Our previous study clearly demonstrated that the incidence of bendamustine-induced venous irritation could be effectively prevented by diluting the final volume to 500 mL, and the final bendamustine concentration infused was below 0.4 mg/mL.15) We could reproduce this effect in the present study, with the development of venous irritation in 17.6% (the first treatment cycle) and 41.2% (overall treatment cycles) of the patients. In general, increasing the volume of diluents reduces the concentration of a solution, thereby leading to the reduction in osmotic pressure and the risk of venous irritation. Nakashima et al.18) reported, in a case series with three follicular lymphomas, that the coadministration of 250 mL 5% glucose solution with bendamustine (dissolved in 250 mL saline, total volume: 500 mL) reduced the grade of vascular pain. In addition, vinorelbine reportedly induced vascular endothelial cell damage in a dose-dependent manner.19) Based on the results from our group and others,’ we recommended a lower concentration of bendamustine solution (≤0.4 mg/mL) to avoid the risk of venous irritation, although prolonged infusion time would be problematic in some patients.

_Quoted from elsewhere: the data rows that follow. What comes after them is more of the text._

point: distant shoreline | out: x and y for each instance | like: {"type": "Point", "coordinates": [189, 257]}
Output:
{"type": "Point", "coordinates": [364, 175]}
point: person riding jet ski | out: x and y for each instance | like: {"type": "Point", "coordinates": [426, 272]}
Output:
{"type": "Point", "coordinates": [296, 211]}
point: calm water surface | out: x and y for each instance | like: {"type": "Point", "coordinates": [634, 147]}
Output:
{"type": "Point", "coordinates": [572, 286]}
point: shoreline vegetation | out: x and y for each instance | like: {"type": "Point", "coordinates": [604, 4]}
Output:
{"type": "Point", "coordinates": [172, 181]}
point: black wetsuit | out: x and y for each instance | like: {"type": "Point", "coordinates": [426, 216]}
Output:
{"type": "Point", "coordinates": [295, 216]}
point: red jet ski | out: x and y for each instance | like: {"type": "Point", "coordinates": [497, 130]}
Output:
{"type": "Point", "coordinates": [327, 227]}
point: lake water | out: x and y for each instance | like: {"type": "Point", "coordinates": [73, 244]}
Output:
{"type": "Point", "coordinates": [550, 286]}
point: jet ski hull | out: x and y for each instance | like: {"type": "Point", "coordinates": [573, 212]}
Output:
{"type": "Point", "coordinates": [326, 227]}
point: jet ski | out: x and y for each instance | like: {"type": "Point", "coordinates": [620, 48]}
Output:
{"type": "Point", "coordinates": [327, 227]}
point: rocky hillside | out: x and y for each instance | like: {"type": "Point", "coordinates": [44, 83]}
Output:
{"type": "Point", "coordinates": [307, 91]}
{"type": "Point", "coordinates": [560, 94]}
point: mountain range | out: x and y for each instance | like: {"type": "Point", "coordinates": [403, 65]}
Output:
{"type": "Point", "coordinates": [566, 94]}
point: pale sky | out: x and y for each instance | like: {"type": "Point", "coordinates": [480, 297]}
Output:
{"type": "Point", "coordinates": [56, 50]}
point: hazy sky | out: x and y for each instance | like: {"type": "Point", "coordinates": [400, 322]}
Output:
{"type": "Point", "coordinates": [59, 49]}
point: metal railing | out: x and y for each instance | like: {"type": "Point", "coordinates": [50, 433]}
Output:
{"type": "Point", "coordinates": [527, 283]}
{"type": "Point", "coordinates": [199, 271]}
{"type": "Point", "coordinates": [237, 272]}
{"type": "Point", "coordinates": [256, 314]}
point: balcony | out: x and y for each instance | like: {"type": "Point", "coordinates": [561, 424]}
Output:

In conclusion, we identified, in the settings of B-R treatment, bendamustine administrated with a final volume of 500 mL had an equivalent therapeutic potential and showed a lower incidence of venous irritation than bendamustine prepared in a final volume of 250 mL. This simple but useful strategy could be adapted for all patients receiving a regimen including bendamustine. Our findings are limited given that this study was a single-center, retrospective analysis in a small number of patients; thus, further studies are required to confirm the results.
The present study was supported in part by a Grant-in-Aid for Scientific Research (KAKENHI) from the Ministry of Education, Culture, Sports, Science and Technology of Japan (MEXT, Grant numbers 16K08404, 17K08447).
The authors declare no conflict of interest.